Cheap, mobile access to the Internet is the key to the future of e-commerce, according to technology companies in Berlin this week for the Internationale Funkausstellung (IFA), the world's biggest consumer electronics fair. While manufacturers showed off their latest models in the vast exhibition halls beneath Berlin's landmark radio tower, a price war broke out between Internet providers and phone companies eager to lure more customers online.
AOL Europe slashed its monthly Internet access fee to just 9.90 deutschmark for German members while Deutsche Telekom announced that its mobile phone customers could soon surf the Net absolutely free - except for call charges.
"Only the telephone costs will be paid. The cost of a minute's surfing the Internet over the T-D1 (mobile phone) network will sink from 69 to 39 pfennigs per minute," said Deutsche Telekom's chief executive, Mr Ron Sommer.
Mobile phone manufacturers are poised to take advantage of the price war by launching new products on the European market this autumn which will allow mobile users to download pictures, send e-mail, bank online and shop in cyberspace. Using technology called WAP (wireless application protocol) to transfer data at high speeds, companies such as Nokia will offer phones that double as a mobile office.
But AOL Europe's chief executive, Mr Andreas Schmidt, warned that, unless European telecommunications companies lower phone charges, the scope for expanding e-commerce will remain small.
"Price is holding back the whole development of a net-centred economy like that which has been created in the United States. People are checking their e-mail and having a quick look at this site or that and then going off line instead of staying on and browsing," he said.
Deutsche Telekom announced last week that it now has seven million mobile phone customers, an increase of two million since the beginning of the year. The company's executives predict that mobile telecommunications will be part of most consumers' lives within four or five years.
But some analysts question whether mobile phone users really want the extra services providers are preparing to offer or if private customers are willing to pay for mobile Internet use.
"For customers travelling a lot, it's highly attractive to have Internet access. But right now it's just business people or telecoms freaks," said Mr Holger Grawe, a telecommunications analyst at West LB bank in Duesseldorf.
For those who prefer to access the Net at home but feel uncomfortable with computers, a number of companies are developing television sets with an Internet capability. Nokia is planning a portable terminal combining television, Internet and phone services while a German TV company is looking at ways to update standard TV decoder boxes to allow viewers to surf the Web from their armchairs.

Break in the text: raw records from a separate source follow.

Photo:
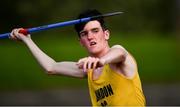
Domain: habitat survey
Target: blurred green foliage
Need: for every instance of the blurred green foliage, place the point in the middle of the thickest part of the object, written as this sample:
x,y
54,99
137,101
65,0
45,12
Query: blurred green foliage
x,y
139,15
146,29
157,58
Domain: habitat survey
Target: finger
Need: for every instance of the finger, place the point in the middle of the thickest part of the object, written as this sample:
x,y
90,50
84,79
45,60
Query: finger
x,y
85,65
95,63
81,60
89,64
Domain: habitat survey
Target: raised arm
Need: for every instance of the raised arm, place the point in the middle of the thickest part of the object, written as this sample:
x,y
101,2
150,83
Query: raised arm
x,y
66,68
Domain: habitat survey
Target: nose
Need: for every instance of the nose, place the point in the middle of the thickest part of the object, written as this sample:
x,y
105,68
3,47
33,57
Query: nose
x,y
90,35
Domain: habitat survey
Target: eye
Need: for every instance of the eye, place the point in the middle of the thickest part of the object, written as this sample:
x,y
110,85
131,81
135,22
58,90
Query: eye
x,y
95,30
82,34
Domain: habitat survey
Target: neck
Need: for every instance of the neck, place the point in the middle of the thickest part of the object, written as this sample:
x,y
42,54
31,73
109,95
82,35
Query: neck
x,y
101,53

Software companies are devising systems to enable busy people to programme and control all their household devices - from the television to the cooker - over the phone system. This would, for example, make it possible to programme your video recorder from the office.
To do this, however, you would need to know how to programme your video recorder, a skill few adults possess. Two Silicon Valley firms have worked out a solution to this problem by creating a recorder which links up to an online TV guide. The viewer uses a remote control to click on the icon of the television programme to be recorded and the information is automatically transmitted to the video machine, which springs to life punctually at the appointed hour.
The software familiarises itself with the viewer's preferences over time, so that it makes informed viewing selections which can be recorded by clicking the remote control's OK button. The programmes are recorded, not on old-fashioned video tape but on a computer hard disk which can store up to 30 hours of programming.
Sports fans can keep the recorder running during live matches and can opt out of the live broadcast at any time to view goals or disputed referee rulings a second time. As soon as you have seen enough, you can rejoin the live broadcast.
If the videotape is about to go the way of the long-playing record, so too is vinyl's unloved successor - the conventional music CD. Digital technology is producing such wonders as the Mozard Music Box, manufactured by Comline, which plays music downloaded from the Internet using the space-saving MP-3 format. MP-3 ensures that music can be downloaded quickly and, if the telecoms companies oblige, it may soon be the cheapest way to listen to your favourite sounds.